Around the world, data breaches are a huge problem with both Government and private industry struggling to mitigate the problem of lost data. In the majority of countries companies, that are breached, face even greater penalties as they’re fined for ‘allowing’ the violation. This approach has proven only mildly successful since most firms game the system by weighing potential fines against the risk of a breach.
Here in the UK, a report calling for tougher personal data abuse laws was recently issued by the justice select committee. In it they recommend that courts should have the power to jail people—such as hackers or insiders—who breach the data protection act. Legislation to address the problem is a necessary step. However, the question is: will it work?
To have an impact, any legislation needs to consider that hackers are well-financed, well-organized innovators. In fact, to fund their activities, hackers have created mature online exchanges that resemble eBay in structure, except their focus is selling personal and corporate data.
Just a few months ago, a hacker offered to sell full administrative rights to government, military and educational websites for $499. So, for the price of an iPad, you could have purchased the ability to control a military website.
And they’re remarkably well organized. Lulzsec, a hacker team comprised of about eight individuals, proved very effective, hacking the FBI, U.S. Senate and CIA websites. How did they learn the trade? Like many hackers, to stay well trained and organized, they leveraged online forums and chat rooms.

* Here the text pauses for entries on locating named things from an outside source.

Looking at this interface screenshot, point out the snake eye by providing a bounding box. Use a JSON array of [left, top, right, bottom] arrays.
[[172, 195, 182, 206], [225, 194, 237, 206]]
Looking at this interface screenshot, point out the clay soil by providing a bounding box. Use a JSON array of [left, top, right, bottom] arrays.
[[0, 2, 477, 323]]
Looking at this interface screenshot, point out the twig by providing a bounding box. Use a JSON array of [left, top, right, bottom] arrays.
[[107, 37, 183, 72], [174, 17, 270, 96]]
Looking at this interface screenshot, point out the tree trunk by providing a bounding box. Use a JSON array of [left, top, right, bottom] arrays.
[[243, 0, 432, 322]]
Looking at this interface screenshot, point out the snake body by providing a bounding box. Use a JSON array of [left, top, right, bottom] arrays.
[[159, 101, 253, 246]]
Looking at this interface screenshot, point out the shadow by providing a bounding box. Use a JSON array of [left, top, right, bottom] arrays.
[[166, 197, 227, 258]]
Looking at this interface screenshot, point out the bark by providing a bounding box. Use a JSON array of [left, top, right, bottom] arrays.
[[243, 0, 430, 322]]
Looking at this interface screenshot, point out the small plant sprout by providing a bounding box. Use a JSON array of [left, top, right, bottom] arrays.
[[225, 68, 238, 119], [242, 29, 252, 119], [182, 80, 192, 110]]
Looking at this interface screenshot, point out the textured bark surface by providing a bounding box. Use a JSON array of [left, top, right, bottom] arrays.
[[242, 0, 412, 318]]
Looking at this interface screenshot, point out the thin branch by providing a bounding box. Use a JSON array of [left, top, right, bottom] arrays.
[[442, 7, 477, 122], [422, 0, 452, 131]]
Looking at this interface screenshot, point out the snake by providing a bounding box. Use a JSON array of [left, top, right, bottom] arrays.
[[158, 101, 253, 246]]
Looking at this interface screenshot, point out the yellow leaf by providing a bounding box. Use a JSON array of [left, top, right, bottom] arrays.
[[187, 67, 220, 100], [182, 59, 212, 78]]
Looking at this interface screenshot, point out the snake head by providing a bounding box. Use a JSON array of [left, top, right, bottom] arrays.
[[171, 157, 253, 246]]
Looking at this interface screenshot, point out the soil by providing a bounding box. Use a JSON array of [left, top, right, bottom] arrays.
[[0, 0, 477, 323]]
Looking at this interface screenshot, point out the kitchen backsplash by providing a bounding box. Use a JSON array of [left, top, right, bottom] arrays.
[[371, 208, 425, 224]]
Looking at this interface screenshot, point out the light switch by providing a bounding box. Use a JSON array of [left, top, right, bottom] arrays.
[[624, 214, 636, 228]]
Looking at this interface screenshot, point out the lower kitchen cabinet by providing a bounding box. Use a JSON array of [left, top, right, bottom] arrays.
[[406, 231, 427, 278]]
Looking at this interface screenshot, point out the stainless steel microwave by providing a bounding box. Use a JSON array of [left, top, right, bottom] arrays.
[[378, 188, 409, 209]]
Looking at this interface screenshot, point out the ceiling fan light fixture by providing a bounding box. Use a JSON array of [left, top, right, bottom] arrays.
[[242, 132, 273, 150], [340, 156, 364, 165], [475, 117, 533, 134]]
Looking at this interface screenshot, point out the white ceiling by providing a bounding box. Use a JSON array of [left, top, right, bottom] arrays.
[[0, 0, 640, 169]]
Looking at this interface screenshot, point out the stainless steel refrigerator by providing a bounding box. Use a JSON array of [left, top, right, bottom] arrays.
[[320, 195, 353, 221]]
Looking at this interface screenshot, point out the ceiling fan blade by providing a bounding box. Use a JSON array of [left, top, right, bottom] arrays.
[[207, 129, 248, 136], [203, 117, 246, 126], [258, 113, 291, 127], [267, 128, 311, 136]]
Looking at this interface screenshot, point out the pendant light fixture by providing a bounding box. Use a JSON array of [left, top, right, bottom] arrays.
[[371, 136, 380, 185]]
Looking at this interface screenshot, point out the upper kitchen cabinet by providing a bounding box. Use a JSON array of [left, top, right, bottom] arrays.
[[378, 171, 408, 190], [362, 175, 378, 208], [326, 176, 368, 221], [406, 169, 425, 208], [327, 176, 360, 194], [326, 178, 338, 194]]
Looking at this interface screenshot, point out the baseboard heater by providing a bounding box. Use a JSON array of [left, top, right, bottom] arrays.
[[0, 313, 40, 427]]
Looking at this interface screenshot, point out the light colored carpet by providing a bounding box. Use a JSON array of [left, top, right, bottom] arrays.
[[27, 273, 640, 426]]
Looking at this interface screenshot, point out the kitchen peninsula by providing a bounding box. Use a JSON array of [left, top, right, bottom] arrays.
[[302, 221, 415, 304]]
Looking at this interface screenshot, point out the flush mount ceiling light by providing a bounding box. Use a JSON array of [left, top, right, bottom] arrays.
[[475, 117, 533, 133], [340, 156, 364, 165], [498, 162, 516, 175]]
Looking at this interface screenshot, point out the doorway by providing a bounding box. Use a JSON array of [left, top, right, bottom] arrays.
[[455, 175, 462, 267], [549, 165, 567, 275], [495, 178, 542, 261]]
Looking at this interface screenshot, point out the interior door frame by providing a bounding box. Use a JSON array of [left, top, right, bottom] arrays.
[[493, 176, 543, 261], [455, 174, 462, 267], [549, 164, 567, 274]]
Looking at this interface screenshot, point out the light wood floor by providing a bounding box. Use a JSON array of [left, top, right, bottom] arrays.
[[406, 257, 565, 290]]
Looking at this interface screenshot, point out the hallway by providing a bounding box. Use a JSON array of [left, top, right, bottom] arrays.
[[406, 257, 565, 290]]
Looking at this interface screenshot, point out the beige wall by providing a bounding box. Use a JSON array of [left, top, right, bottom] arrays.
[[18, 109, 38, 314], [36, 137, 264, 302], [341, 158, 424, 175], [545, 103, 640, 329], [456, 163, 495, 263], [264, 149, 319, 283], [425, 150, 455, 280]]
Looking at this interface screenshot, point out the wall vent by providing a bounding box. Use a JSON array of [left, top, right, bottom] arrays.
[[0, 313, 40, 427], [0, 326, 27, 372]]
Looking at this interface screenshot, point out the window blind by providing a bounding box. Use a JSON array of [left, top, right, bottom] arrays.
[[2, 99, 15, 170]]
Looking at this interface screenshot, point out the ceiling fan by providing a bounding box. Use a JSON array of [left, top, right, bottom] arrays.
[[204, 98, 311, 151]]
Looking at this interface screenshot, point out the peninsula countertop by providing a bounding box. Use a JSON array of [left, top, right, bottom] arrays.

These websites exemplify the spirit of web-based collaboration and education, offering a rich menu of tutorials, advice and technology designed to steal data. Analysis of one forum with 250,000 registered users showed that approximately 25% of discussions were focused on hacking tutorials and techniques — indicating a consistent supply of expertise.
By contrast, the good guys are on a budget — often very tight ones. Whereas hackers live to hack, most companies are retailers, banks, whatever first and security experts a distant second, third or fourth. Slapping them with fines will only encourage gaming the system, like someone speeding on a highway and slowing down if they think the police are near.
In the case of security, companies could evaluate the odds of a breach and the cost of security versus the cost of a fine. To avoid this dynamic requires a prescriptive approach.
The good news is that a template already exists: The credit card industry regulated itself and created the payment card industry data security standard (PCI-DSS). PCI forced companies transacting credit cards to implement the basic elements of data security that were summarized in 12 specific steps.
The impact? A report from Verizon highlighted that 88% (!) of companies breached in 2010 were out of compliance with PCI. It’s a system that’s working.
To be effective, any legislation should be prescriptive and strongly consider the PCI model. PCI can also be a model for legislative innovation. Ohio and Minnesota have both adopted their versions of PCI as models to protect their citizens’ sensitive information.
Another variation surfaced recently when the state of Nevada, beginning on January 1, 2010, became the first state to mandate PCI-DSS compliance for businesses that accept credit cards. In other words, any data collector doing business in Nevada must comply with the version of the PCI-DSS currently in force.
The adoption of PCI-DSS by Nevada combines the best of what the private and public sector do well — the flexibility and innovation of a private-industry standard with the enforceability and visibility of state action.